Laser Physics Centre, Research School of Physics and Engineering, Australian National University, Canberra, Australian Capital Territory 0200, Australia.
Nature. 2010 Jun 24;465(7301):1052-6. doi: 10.1038/nature09081.
Storing and retrieving a quantum state of light on demand, without corrupting the information it carries, is an important challenge in the field of quantum information processing. Classical measurement and reconstruction strategies for storing light must necessarily destroy quantum information as a consequence of the Heisenberg uncertainty principle. There has been significant effort directed towards the development of devices-so-called quantum memories-capable of avoiding this penalty. So far, successful demonstrations of non-classical storage and on-demand recall have used atomic vapours and have been limited to low efficiencies, of less than 17 per cent, using weak quantum states with an average photon number of around one. Here we report a low-noise, highly efficient (up to 69 per cent) quantum memory for light that uses a solid-state medium. The device allows the storage and recall of light more faithfully than is possible using a classical memory, for weak coherent states at the single-photon level through to bright states of up to 500 photons. For input coherent states containing on average 30 photons or fewer, the performance exceeded the no-cloning limit. This guaranteed that more information about the inputs was retrieved from the memory than was left behind or destroyed, a feature that will provide security in communications applications.

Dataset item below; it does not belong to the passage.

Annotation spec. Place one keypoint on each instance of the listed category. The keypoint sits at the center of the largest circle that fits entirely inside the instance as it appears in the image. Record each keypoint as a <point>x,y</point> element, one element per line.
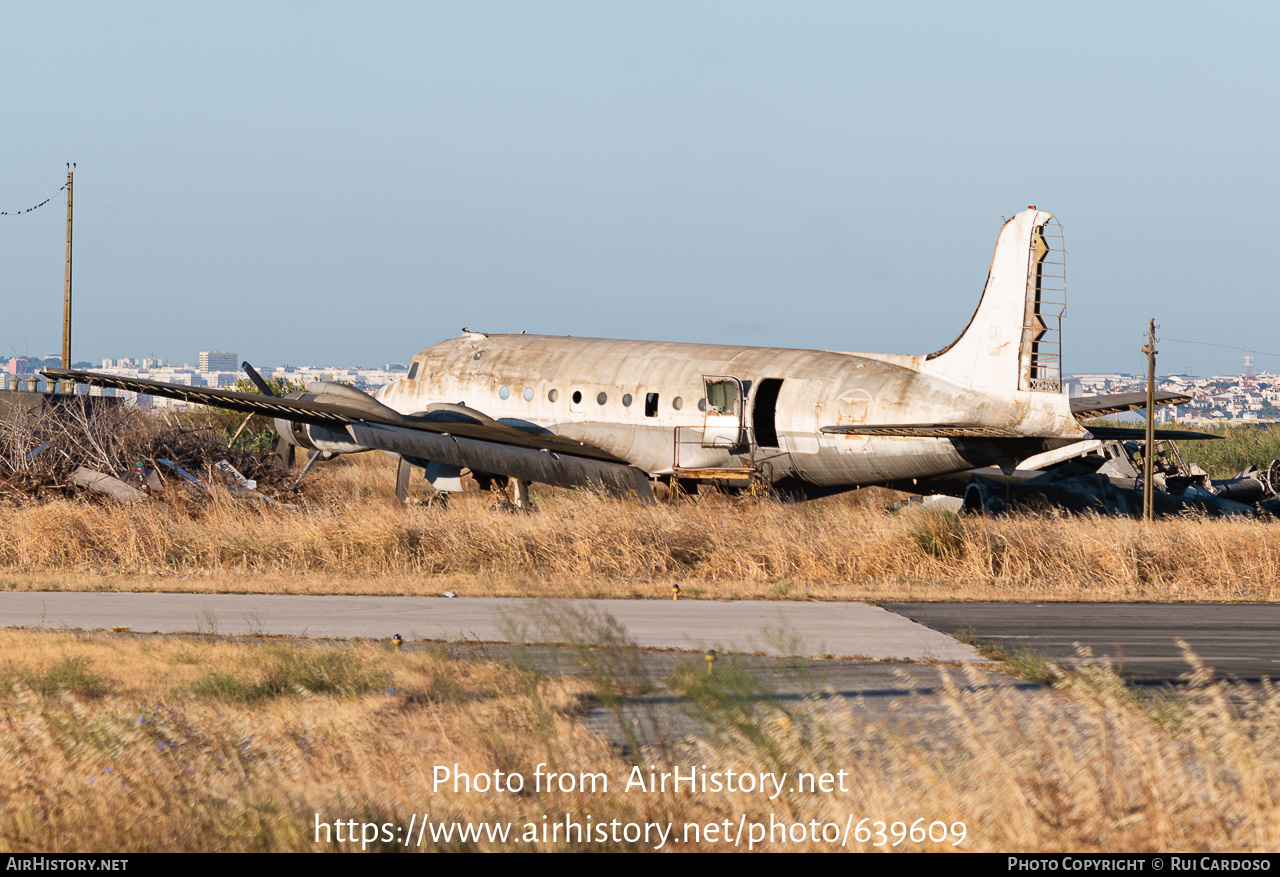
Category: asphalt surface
<point>1238,640</point>
<point>836,630</point>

按需存储和检索光的量子态,而不破坏其所携带的信息,是量子信息处理领域的一个重要挑战。由于海森堡不确定性原理,用于存储光的经典测量和重建策略必然会破坏量子信息。人们已经投入了大量精力来开发能够避免这种代价的设备,即所谓的量子存储器。到目前为止,使用原子蒸气并将其限制在低效率(小于 17%)范围内,成功地展示了非经典存储和按需召回,其使用的量子态平均光子数约为 1,强度较弱。在这里,我们报告了一种用于光的低噪声、高效率(高达 69%)量子存储器,它使用固态介质。该设备允许更忠实地存储和检索光,比使用经典存储器更能实现单光子级弱相干态到多达 500 个光子的亮态的存储和检索。对于输入相干态,平均包含 30 个或更少的光子,其性能超过了无克隆限制。这保证了从存储器中检索到的信息比留下或破坏的信息更多,这一特性将为通信应用提供安全性。